Realtor: I am required by law to inform you that the property sits on a pan-dimensional nexus and that there have been alleged reports of non-terrestrial entities in the woods.
Buyer: Urm, thanks. Maybe we should look at the house in “5-miles-away” instead. (Unless their name happens to be Sam or Dean Winchester.)
Oh! I like it!
Obviously the house is sits on a Hellmouth. Or possibly a Rift, depending on whether you like your interdimensional visitations demonic or merely extra terrestrial.
Potential Buyer: I’m really liking this property! I may bulldoze the house, but this is a terrific location, and you can’t beat the price!
Realtor: Well, here’s the second bedroom.
Potential Buyer: And this door leads to a closet?
Realtor: Wait, I wouldn’t —
Realtor: Blast.
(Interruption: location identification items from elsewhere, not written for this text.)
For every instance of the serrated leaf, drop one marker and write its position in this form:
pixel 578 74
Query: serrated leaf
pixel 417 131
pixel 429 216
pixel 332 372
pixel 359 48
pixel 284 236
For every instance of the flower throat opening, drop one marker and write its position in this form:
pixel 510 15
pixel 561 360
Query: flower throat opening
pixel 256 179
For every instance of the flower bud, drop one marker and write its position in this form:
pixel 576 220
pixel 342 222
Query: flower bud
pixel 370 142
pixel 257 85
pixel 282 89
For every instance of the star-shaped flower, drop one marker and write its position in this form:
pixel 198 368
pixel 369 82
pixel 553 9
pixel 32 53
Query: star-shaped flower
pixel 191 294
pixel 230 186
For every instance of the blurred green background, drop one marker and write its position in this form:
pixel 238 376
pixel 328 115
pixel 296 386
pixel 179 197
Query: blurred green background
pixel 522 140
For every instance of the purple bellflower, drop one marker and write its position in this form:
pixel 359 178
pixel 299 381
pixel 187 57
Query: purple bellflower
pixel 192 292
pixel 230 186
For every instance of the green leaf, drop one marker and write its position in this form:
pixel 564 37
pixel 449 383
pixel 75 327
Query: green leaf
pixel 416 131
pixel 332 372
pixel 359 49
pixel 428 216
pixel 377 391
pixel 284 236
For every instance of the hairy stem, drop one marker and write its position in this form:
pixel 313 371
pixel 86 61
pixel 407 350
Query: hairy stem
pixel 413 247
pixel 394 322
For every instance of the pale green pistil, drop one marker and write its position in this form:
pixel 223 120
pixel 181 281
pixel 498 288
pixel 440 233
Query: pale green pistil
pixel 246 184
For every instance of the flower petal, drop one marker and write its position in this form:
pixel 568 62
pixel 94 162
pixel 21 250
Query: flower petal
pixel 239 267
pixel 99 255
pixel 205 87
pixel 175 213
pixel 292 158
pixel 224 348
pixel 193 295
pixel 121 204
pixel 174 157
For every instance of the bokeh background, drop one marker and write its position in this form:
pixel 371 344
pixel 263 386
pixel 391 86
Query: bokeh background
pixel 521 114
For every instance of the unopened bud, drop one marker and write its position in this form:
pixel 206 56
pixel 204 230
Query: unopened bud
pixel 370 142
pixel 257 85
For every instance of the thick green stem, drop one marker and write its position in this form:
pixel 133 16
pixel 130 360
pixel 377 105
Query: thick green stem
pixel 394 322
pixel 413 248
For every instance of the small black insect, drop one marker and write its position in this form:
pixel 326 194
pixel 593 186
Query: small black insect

I’ll never get this commission!
Kate beat me to my answer.
Wormhole to the Delta Quadrant?
Wardrobe to Narnia?
Yeah…. I think I’m sticking with “wormhole to the Delta Quadrant”.
Live long and prosper.
What are the real estate taxes in the Delta Quadrant, and do you have to pay in both locations?
I would pay *extra* for a narnia wardrobe.
Depends on which book we’d go into. 🙂
Nina, what if the Hellmouth and the Delta Quadrant both open into the same space? Then you’d have demons battling aliens in the back yard. (Then all we’d need are some cowboys.)
I’d set up lawn chairs, charge admission and sell popcorn. They’re just not imaginative enough about the possibilities.
Real Estate broker: “I’m required to tell you that this house is infested by Smurfs and the last three owners developed diabetes as well as a bad case of the blues”.
Potential buyer: “Ahhhhhhhhhh!!!!!!!!!!!!!!!”
Hah! I guess that’s why they call it the blues.
Someone from Twitter gave me this link to a house that’s always full of snakes!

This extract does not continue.